Kurulmasını engelleyemedikleri son bağımsız Türk devleti olan Türkiye Cumhuriyetini asla sindiremedi düşmanlar. Kabul etmiş göründüler, dost gibi göründüler ancak gelişmesini önlemek için ellerinden geleni de ardlarına komadılar.
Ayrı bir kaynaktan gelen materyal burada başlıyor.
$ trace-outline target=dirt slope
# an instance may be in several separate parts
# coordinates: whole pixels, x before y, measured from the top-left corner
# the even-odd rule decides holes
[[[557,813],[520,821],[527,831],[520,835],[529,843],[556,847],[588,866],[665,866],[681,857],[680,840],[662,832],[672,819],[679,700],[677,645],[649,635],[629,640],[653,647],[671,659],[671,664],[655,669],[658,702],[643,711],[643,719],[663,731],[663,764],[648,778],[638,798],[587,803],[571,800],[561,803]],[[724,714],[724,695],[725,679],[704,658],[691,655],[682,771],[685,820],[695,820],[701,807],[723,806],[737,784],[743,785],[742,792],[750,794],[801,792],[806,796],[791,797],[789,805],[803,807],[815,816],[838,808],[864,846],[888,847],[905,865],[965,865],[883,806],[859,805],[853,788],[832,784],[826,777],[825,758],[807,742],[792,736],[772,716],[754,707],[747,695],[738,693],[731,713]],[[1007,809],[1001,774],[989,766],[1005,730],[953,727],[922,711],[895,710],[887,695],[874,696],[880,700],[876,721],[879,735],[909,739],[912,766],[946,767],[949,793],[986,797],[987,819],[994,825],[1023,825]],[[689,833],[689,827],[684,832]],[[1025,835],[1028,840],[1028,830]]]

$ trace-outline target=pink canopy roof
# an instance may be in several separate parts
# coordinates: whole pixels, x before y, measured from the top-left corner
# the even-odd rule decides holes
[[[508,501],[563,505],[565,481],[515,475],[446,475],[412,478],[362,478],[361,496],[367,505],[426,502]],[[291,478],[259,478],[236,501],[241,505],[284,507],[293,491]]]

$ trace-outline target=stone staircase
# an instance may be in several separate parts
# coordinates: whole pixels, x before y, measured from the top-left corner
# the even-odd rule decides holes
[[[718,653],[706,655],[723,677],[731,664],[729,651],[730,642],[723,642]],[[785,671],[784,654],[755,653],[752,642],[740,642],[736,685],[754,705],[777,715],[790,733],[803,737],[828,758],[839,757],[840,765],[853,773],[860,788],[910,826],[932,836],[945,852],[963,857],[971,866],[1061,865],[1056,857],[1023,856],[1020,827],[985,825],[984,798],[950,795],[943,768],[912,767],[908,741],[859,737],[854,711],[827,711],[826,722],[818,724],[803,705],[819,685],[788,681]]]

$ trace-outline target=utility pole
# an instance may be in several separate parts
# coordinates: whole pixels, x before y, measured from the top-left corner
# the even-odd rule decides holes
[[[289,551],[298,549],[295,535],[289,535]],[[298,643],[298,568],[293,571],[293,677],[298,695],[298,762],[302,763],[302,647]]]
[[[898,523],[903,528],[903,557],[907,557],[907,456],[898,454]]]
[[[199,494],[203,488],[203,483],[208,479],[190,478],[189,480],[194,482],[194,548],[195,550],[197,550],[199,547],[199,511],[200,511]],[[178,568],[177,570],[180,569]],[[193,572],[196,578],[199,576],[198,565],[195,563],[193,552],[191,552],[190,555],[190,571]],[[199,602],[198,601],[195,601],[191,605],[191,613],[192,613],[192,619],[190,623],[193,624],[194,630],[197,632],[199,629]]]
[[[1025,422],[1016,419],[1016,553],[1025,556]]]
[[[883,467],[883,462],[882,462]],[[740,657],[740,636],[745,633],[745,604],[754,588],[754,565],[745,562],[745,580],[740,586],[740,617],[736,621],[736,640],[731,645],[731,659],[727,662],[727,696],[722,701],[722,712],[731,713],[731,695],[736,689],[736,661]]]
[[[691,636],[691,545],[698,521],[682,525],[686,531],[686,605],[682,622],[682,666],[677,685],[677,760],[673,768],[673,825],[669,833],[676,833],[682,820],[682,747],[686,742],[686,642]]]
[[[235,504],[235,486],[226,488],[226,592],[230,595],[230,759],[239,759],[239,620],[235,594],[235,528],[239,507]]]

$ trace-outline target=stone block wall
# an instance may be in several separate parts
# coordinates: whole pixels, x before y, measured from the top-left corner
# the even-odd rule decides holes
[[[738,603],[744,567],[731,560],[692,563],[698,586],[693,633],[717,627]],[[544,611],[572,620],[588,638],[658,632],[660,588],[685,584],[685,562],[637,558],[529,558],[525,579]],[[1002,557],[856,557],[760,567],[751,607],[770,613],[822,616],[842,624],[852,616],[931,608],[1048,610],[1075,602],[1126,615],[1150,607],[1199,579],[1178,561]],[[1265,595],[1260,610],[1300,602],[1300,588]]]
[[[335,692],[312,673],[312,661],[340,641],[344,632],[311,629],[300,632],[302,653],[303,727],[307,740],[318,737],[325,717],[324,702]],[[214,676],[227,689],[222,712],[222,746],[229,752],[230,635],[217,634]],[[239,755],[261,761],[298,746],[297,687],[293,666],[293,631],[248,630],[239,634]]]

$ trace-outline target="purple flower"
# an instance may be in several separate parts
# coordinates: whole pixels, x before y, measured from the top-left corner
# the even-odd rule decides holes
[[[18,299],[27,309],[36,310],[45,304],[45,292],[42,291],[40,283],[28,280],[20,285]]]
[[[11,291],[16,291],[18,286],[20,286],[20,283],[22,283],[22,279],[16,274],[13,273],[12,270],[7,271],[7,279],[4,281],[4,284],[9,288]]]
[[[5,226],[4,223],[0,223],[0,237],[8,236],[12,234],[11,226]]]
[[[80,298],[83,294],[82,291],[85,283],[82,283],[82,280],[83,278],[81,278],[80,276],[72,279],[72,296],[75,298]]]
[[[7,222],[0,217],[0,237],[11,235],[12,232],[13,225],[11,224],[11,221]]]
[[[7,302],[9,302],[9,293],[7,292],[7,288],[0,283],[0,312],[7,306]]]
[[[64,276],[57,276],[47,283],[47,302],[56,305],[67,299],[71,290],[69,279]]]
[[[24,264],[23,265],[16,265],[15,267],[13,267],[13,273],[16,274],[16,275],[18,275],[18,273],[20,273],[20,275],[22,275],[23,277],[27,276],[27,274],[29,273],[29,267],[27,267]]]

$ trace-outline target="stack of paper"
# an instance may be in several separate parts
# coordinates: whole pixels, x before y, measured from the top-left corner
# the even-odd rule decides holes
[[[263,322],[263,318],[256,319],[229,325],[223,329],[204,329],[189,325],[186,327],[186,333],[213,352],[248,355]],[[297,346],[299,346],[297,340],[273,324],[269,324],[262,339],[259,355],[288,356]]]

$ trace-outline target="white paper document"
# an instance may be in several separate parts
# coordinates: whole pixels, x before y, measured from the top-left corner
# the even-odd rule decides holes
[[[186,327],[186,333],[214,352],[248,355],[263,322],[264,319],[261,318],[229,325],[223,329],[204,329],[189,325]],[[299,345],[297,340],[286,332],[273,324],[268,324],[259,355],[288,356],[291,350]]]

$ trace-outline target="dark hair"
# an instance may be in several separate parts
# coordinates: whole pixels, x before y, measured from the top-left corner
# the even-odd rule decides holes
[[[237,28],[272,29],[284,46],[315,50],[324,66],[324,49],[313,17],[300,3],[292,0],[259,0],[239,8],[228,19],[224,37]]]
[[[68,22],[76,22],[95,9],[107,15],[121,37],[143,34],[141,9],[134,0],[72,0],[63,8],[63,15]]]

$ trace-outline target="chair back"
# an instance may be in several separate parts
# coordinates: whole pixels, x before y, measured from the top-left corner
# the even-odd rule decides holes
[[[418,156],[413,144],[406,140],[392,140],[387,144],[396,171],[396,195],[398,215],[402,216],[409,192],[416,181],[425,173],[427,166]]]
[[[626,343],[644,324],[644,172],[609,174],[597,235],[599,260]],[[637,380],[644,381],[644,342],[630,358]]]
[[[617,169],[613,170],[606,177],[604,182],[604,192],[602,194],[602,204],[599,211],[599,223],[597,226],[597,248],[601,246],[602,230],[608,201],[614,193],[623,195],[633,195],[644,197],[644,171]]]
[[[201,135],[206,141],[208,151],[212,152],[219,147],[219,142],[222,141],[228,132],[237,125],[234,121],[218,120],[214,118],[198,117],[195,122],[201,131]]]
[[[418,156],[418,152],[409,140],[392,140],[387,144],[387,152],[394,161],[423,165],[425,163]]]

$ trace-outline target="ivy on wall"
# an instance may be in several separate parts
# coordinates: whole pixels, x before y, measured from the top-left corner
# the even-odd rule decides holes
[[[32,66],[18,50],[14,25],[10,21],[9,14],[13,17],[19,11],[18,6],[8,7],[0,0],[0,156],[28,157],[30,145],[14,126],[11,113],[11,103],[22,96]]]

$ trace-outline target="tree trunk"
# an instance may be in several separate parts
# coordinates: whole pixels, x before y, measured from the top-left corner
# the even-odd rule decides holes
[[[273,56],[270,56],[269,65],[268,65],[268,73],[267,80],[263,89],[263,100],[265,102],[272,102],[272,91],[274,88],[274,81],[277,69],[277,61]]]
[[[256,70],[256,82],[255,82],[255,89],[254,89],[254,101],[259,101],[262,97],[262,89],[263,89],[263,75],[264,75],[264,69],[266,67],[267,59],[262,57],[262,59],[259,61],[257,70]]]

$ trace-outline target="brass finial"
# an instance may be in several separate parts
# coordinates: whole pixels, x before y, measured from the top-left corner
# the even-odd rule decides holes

Bunu savaş cephesinde yapamayacaklarını anlamış oldukları için, tarihi bilgilerimizi zayıflatarak, dini ve imani bilgilerimizi çarpıtarak bizi birbirimize düşürecek şekilde, bizi kendi devletimize düşman edecek şekilde yalanlar yayarak, kahramanlarımıza iftiralar atarak yaptılar... Bizim çocuklarımızı bizim devletimize düşman etmeye çalıştılar.

*

Ve bir gün kandırdıkları çocuklarımızdan aldıkları güç ile devletimizi ele geçirmeye kalkıştılar…

*

Savaş demek hile demek değil mi zaten… Ama hile demek savaş demek değildir! Anlayanlar için… Anlamayanlar kolayca kandırılıyor zaten, görüntüyle ve söylentiyle.

*

Düşman gibi görünmemeye özen gösteren çağdaş rakiplerimiz, kandırmak için yazarlarımızı, gazetecilerimizi, tarihçilerimizi, hocalarımızı, din adamlarımızı, siyasetçilerimizi bile satın alıyorlar. Satın alamadıkları yerde kendi adamlarını bizdenmiş gibi aramıza karıştırıyorlar.

*

Kafalarımızı karıştırıyor bunlar ve karışan kafalarımıza düşman yalanlarını duruma göre din diye, duruma göre tarih diye, duruma göre proje diye yutturuyorlar. Kananları beslerken, kanmayanları dışlıyor, aşağılıyor ve susturuyorlar. Gerçekler ile yüzleşmek yerine yalanlar ile mutlu olanların ciğerine yerleşiyorlar...

*

Ve kandırdıkları bizim çocuklarımızdan aldıkları güç ile devletimizi ele geçirmeye kalkışıyorlar…

*

Sn Cumhurbaşkanımız Erdoğan’ın 15 Temmuz sonrası “kandırıldım” demesi gerçekleri değiştirmiyor. Bu hain kalkışmanın, kandırılmamış olanların cesareti ve feraseti ile bastırılmış olmasını da anlamak gerekiyor. Yalanlar üzerine kurulan politikaların yerine rasyonel akıl ile tanımlanan doğrular üzerine yeni politikalar kurmak gerekiyor!

*

Savaşsız işgal yöntemlerine karşı başka yol yok! Kandırıldım diye özür dileyenlerin, kandıranların gittiği yoldan dönmesi gerekiyor! Din adına kandırılanların, tarih adına da kandırıldığını görmek, tedbir almak gerekiyor.

*

Hukukta, kanmanın, kandırılmış olmanın bir mazaret olmadığını ve sonuçta doğan kusuru veya suçu ortadan kaldırmadığını anlamak gerekiyor. Kandıranlara karşı tedbir alacaksak, kanmaya alışarak, aklı bırakıp zan ile hareket eden nesil yerine, aklını hukuku, hakkaniyeti, adaleti anlamak üzere sorgulayacak seviyede kullanan bir nesil yetiştirmek gerekiyor.

*

Haklı çıkmak için konuşanlara değil, hakikati ortaya çıkarmak için konuşanlara itibar etmek gerekiyor… Haaa bir de gece yarısından sonra sela okuturken, benzine mazota zam yaptırmak da ne demek oluyor?… İşin aslını anlamaya çalışanlara selam ve dua ile.